Double Series Let $u_{m,n}$ be a number determinate for all positive integral values of m and n; consider the array $$u_{1,1},u_{1,2},u_{1,3},\ldots$$

$$u_{2,1},u_{2,2},u_{2,3},\ldots$$

$$u_{3,1},u_{3,2},u_{3,3},\ldots$$

Let the sum of the terms inside the rectangle, formed by the first $m$ rows of the first $n$ columns of this array of terms, be denoted by $S_{m,n}$.

If a number $S$ exists such that, given any arbitrary positive number $\epsilon$, it is possible to find integers $m$ and $n$ such that $$\left| S_{\mu ,v} -S\right| < \epsilon $$ whenever both $\mu > m$ and $v>n$, we say that the double series of which the general element is $u_{\mu ,v}$ converges to the sum $S$,and we write $$\lim _{\mu\rightarrow \infty ,v\rightarrow \infty }S_{\mu,v}=S$$. This definition is practically due to Cauchy.

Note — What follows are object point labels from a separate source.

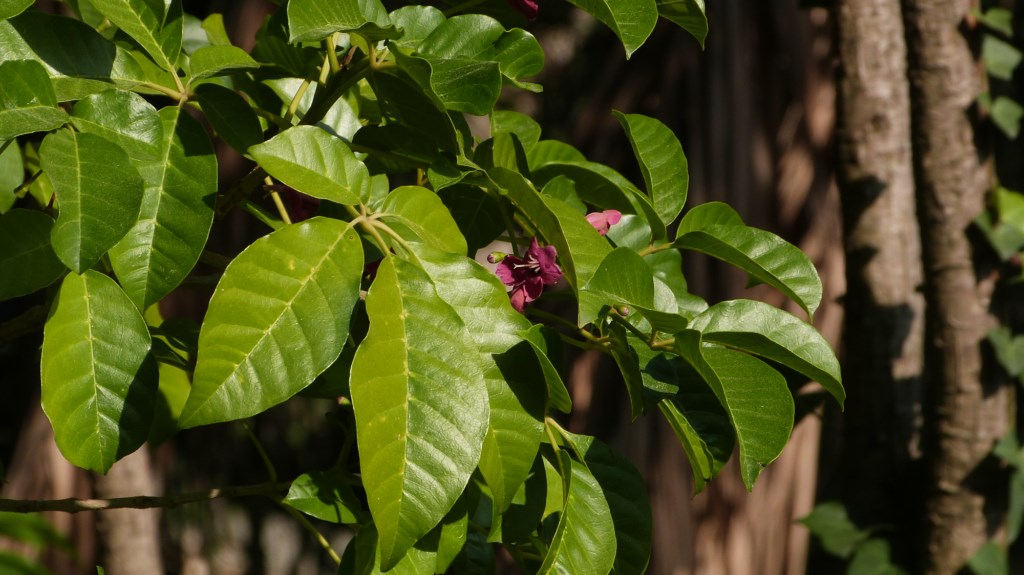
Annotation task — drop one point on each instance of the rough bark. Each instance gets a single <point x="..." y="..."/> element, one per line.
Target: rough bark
<point x="130" y="537"/>
<point x="885" y="309"/>
<point x="968" y="410"/>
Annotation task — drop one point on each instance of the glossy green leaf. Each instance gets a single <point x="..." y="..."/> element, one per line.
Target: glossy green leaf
<point x="326" y="495"/>
<point x="626" y="491"/>
<point x="314" y="163"/>
<point x="99" y="191"/>
<point x="176" y="215"/>
<point x="764" y="256"/>
<point x="10" y="8"/>
<point x="421" y="406"/>
<point x="231" y="117"/>
<point x="512" y="372"/>
<point x="79" y="60"/>
<point x="662" y="163"/>
<point x="28" y="102"/>
<point x="416" y="213"/>
<point x="219" y="60"/>
<point x="98" y="388"/>
<point x="583" y="541"/>
<point x="27" y="259"/>
<point x="755" y="396"/>
<point x="279" y="318"/>
<point x="766" y="330"/>
<point x="146" y="23"/>
<point x="314" y="19"/>
<point x="632" y="21"/>
<point x="123" y="118"/>
<point x="688" y="14"/>
<point x="707" y="215"/>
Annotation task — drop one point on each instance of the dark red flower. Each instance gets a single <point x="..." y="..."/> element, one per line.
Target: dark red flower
<point x="604" y="220"/>
<point x="528" y="275"/>
<point x="527" y="8"/>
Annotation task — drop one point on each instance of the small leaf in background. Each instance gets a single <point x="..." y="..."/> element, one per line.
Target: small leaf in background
<point x="688" y="14"/>
<point x="279" y="317"/>
<point x="314" y="19"/>
<point x="219" y="60"/>
<point x="314" y="163"/>
<point x="830" y="524"/>
<point x="27" y="259"/>
<point x="98" y="392"/>
<point x="176" y="214"/>
<point x="1000" y="58"/>
<point x="158" y="33"/>
<point x="10" y="8"/>
<point x="755" y="396"/>
<point x="662" y="163"/>
<point x="1007" y="116"/>
<point x="585" y="540"/>
<point x="421" y="406"/>
<point x="99" y="192"/>
<point x="632" y="21"/>
<point x="230" y="116"/>
<point x="765" y="257"/>
<point x="28" y="102"/>
<point x="326" y="495"/>
<point x="766" y="330"/>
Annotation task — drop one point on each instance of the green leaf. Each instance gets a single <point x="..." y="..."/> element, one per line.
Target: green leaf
<point x="764" y="256"/>
<point x="688" y="14"/>
<point x="326" y="495"/>
<point x="10" y="8"/>
<point x="123" y="118"/>
<point x="662" y="162"/>
<point x="421" y="215"/>
<point x="1007" y="116"/>
<point x="98" y="389"/>
<point x="79" y="60"/>
<point x="159" y="34"/>
<point x="1000" y="57"/>
<point x="632" y="21"/>
<point x="754" y="395"/>
<point x="28" y="102"/>
<point x="230" y="116"/>
<point x="708" y="215"/>
<point x="99" y="192"/>
<point x="830" y="524"/>
<point x="176" y="215"/>
<point x="314" y="20"/>
<point x="314" y="163"/>
<point x="27" y="259"/>
<point x="219" y="60"/>
<point x="279" y="318"/>
<point x="583" y="539"/>
<point x="762" y="329"/>
<point x="421" y="406"/>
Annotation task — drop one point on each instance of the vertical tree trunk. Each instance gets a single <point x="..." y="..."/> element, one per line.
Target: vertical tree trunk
<point x="885" y="309"/>
<point x="968" y="410"/>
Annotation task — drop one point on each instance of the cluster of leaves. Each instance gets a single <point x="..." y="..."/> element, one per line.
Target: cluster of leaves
<point x="449" y="394"/>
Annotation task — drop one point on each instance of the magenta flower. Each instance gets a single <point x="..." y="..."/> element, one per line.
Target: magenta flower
<point x="528" y="275"/>
<point x="527" y="8"/>
<point x="604" y="220"/>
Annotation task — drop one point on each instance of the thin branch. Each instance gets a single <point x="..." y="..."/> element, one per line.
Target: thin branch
<point x="73" y="505"/>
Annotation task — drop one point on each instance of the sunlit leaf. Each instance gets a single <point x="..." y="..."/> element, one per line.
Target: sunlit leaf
<point x="279" y="318"/>
<point x="421" y="406"/>
<point x="98" y="391"/>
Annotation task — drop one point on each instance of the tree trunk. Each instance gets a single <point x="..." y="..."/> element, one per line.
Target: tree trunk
<point x="968" y="405"/>
<point x="885" y="309"/>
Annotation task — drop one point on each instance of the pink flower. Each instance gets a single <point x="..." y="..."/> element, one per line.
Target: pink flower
<point x="527" y="8"/>
<point x="528" y="275"/>
<point x="604" y="220"/>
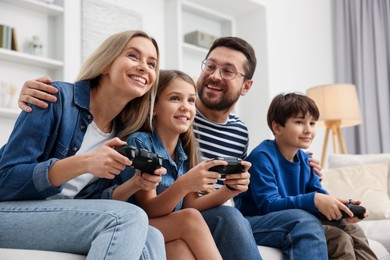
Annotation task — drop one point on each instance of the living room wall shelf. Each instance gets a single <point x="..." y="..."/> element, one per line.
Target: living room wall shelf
<point x="28" y="59"/>
<point x="38" y="6"/>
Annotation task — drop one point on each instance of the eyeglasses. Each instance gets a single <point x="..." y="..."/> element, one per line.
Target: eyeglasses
<point x="228" y="72"/>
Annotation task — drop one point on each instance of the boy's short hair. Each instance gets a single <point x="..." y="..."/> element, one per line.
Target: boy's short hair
<point x="284" y="106"/>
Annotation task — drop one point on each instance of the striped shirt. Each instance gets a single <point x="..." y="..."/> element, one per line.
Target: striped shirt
<point x="221" y="140"/>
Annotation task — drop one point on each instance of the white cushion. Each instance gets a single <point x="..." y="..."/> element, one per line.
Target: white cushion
<point x="367" y="183"/>
<point x="24" y="254"/>
<point x="378" y="230"/>
<point x="341" y="160"/>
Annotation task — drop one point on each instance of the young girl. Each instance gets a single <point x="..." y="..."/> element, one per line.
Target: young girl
<point x="170" y="134"/>
<point x="65" y="152"/>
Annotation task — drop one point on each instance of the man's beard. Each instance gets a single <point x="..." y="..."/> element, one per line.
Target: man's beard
<point x="225" y="102"/>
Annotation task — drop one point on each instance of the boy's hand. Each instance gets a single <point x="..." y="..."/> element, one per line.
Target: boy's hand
<point x="316" y="166"/>
<point x="330" y="206"/>
<point x="36" y="92"/>
<point x="355" y="219"/>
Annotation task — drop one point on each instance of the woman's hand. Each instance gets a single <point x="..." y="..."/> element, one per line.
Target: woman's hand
<point x="146" y="181"/>
<point x="105" y="162"/>
<point x="36" y="92"/>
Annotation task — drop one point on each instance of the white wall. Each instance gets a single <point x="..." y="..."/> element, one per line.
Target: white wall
<point x="299" y="53"/>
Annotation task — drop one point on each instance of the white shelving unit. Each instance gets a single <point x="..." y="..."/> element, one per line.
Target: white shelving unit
<point x="58" y="27"/>
<point x="184" y="17"/>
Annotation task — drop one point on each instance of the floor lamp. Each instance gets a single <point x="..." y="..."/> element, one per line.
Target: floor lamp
<point x="339" y="107"/>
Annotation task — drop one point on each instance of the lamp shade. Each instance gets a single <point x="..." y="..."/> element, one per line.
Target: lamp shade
<point x="337" y="102"/>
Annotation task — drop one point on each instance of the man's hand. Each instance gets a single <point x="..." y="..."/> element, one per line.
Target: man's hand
<point x="36" y="92"/>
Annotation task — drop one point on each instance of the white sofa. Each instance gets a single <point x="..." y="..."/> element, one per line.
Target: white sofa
<point x="363" y="177"/>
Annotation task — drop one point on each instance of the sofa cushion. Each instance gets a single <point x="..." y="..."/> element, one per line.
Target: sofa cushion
<point x="377" y="230"/>
<point x="341" y="160"/>
<point x="367" y="183"/>
<point x="23" y="254"/>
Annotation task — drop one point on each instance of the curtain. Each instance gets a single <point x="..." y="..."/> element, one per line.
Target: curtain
<point x="362" y="56"/>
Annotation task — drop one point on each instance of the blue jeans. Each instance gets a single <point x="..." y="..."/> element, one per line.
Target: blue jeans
<point x="100" y="229"/>
<point x="296" y="232"/>
<point x="232" y="233"/>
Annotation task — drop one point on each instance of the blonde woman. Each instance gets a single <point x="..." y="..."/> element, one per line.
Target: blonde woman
<point x="64" y="152"/>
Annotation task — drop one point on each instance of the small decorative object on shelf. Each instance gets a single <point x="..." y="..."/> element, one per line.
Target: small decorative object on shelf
<point x="200" y="39"/>
<point x="8" y="37"/>
<point x="47" y="1"/>
<point x="36" y="46"/>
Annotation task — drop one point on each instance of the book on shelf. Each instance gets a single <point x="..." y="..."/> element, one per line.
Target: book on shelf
<point x="8" y="38"/>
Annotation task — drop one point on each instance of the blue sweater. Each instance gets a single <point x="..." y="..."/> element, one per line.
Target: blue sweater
<point x="278" y="184"/>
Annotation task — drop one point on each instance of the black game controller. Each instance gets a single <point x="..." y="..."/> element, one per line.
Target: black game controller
<point x="234" y="166"/>
<point x="142" y="159"/>
<point x="358" y="211"/>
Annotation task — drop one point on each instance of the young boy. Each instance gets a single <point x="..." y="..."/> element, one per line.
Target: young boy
<point x="281" y="178"/>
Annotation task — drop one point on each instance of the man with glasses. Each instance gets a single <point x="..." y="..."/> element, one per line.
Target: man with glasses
<point x="226" y="75"/>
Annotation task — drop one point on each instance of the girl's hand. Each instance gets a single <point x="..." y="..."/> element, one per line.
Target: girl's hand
<point x="239" y="181"/>
<point x="199" y="178"/>
<point x="105" y="162"/>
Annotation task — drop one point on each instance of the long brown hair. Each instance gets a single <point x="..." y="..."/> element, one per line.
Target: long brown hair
<point x="135" y="113"/>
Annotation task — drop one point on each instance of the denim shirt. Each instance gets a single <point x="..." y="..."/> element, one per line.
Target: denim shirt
<point x="41" y="138"/>
<point x="153" y="143"/>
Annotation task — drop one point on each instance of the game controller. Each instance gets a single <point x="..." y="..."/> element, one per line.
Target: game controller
<point x="358" y="211"/>
<point x="233" y="166"/>
<point x="142" y="159"/>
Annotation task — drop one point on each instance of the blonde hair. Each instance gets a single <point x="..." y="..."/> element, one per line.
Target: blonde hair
<point x="135" y="113"/>
<point x="188" y="138"/>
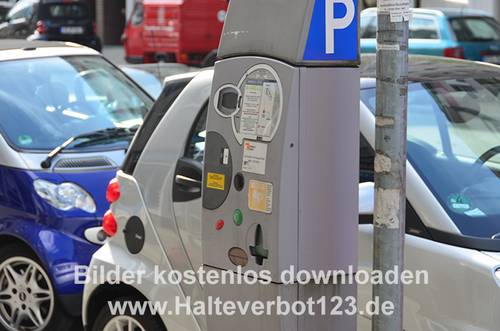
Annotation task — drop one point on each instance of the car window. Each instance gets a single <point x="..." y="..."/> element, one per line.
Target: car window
<point x="369" y="27"/>
<point x="453" y="144"/>
<point x="171" y="91"/>
<point x="195" y="148"/>
<point x="64" y="10"/>
<point x="21" y="10"/>
<point x="423" y="28"/>
<point x="45" y="101"/>
<point x="138" y="14"/>
<point x="476" y="29"/>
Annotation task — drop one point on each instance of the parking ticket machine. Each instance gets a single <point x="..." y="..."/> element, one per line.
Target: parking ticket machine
<point x="280" y="187"/>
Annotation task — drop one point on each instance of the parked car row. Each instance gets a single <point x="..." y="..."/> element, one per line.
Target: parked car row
<point x="453" y="226"/>
<point x="457" y="33"/>
<point x="67" y="116"/>
<point x="70" y="120"/>
<point x="53" y="20"/>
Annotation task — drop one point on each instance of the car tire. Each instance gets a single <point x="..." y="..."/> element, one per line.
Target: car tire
<point x="105" y="321"/>
<point x="23" y="282"/>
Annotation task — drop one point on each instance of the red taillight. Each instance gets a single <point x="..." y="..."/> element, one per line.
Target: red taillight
<point x="109" y="224"/>
<point x="455" y="52"/>
<point x="40" y="27"/>
<point x="113" y="191"/>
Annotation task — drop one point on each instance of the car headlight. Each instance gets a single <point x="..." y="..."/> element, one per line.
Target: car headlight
<point x="64" y="196"/>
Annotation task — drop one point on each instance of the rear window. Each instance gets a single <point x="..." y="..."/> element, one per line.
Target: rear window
<point x="64" y="10"/>
<point x="476" y="29"/>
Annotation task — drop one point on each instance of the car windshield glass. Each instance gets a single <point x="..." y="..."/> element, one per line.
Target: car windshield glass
<point x="65" y="10"/>
<point x="45" y="101"/>
<point x="454" y="145"/>
<point x="476" y="29"/>
<point x="146" y="80"/>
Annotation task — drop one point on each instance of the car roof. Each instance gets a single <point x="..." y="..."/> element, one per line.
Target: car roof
<point x="433" y="68"/>
<point x="438" y="11"/>
<point x="15" y="49"/>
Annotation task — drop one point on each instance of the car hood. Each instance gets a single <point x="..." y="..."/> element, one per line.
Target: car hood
<point x="495" y="255"/>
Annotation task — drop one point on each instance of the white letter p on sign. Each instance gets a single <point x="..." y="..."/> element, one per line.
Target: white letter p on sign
<point x="333" y="23"/>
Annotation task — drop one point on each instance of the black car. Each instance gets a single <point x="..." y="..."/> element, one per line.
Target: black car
<point x="62" y="20"/>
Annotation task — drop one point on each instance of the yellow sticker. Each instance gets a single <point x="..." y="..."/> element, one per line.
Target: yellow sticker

If the double series, of which the general element is $\left|u_{\mu,v}\right|$, is convergent, we say that the given double series is absolutely convergent.

Since $$u_{\mu,v} = \left(S_{\mu,v} - S_{\mu,v-1}\right)\left(S_{\mu - 1,v} - S_{\mu -1,v -1}\right)$$, it is easily seen that, if the double series is convergent, then $$\lim _{\mu\rightarrow \infty ,v\rightarrow \infty }u_{\mu ,v}=0.$$

Stolz'necessary and sufficient condition for convergence (But first proven by Pringsheim). A condition for convergence which is obviously necessary is that, given $\epsilon$, we can find m and n such that $$\left|S_{\mu + \rho,v+\sigma} - S_{\mu,v-1}\right| < \epsilon$$ whenever $\mu > m$ and $v>n$ and $\rho,\sigma$ may take any of the values 0,1,2,....

The condition is also sufficient; for, suppose it satisfied; then, when $\mu>m +n$,$\left|S_{\mu + \rho,v+\rho} - S_{\mu,\mu}\right| < \epsilon$. Therefore, $S_{\mu,\mu}$ has a limit $S$; then, making $\rho$ and $\sigma$ tend to infinity in such a way that $\mu + \rho = v + \sigma$, we see that $\left|S - S_{\mu,v}\right|\leq \epsilon$ whenever $\mu > m$ and $v >n$; that is to say, the double series converges.

An absolutely convergent double series is convergent. For if the double series converges absolutely and if $t_{m,n}$ be the sum of $m$ rows and $n$ columns of the series of moduli, then,given $\epsilon$, we can find $\mu$ such that, when $p>m>\mu$ and $q>n>\mu$,$t_{p,q}-t_{m,n}<\epsilon$, but $\left| S_{p,q}-S_{m,n}\right| \leq t_{p,q}-t_{m,n}$ and so $\left| S_{p,q}-S_{m,n}\right| < \epsilon $ when $p>m>\mu, q>n>\mu$; and this is the condition that the double series should converge.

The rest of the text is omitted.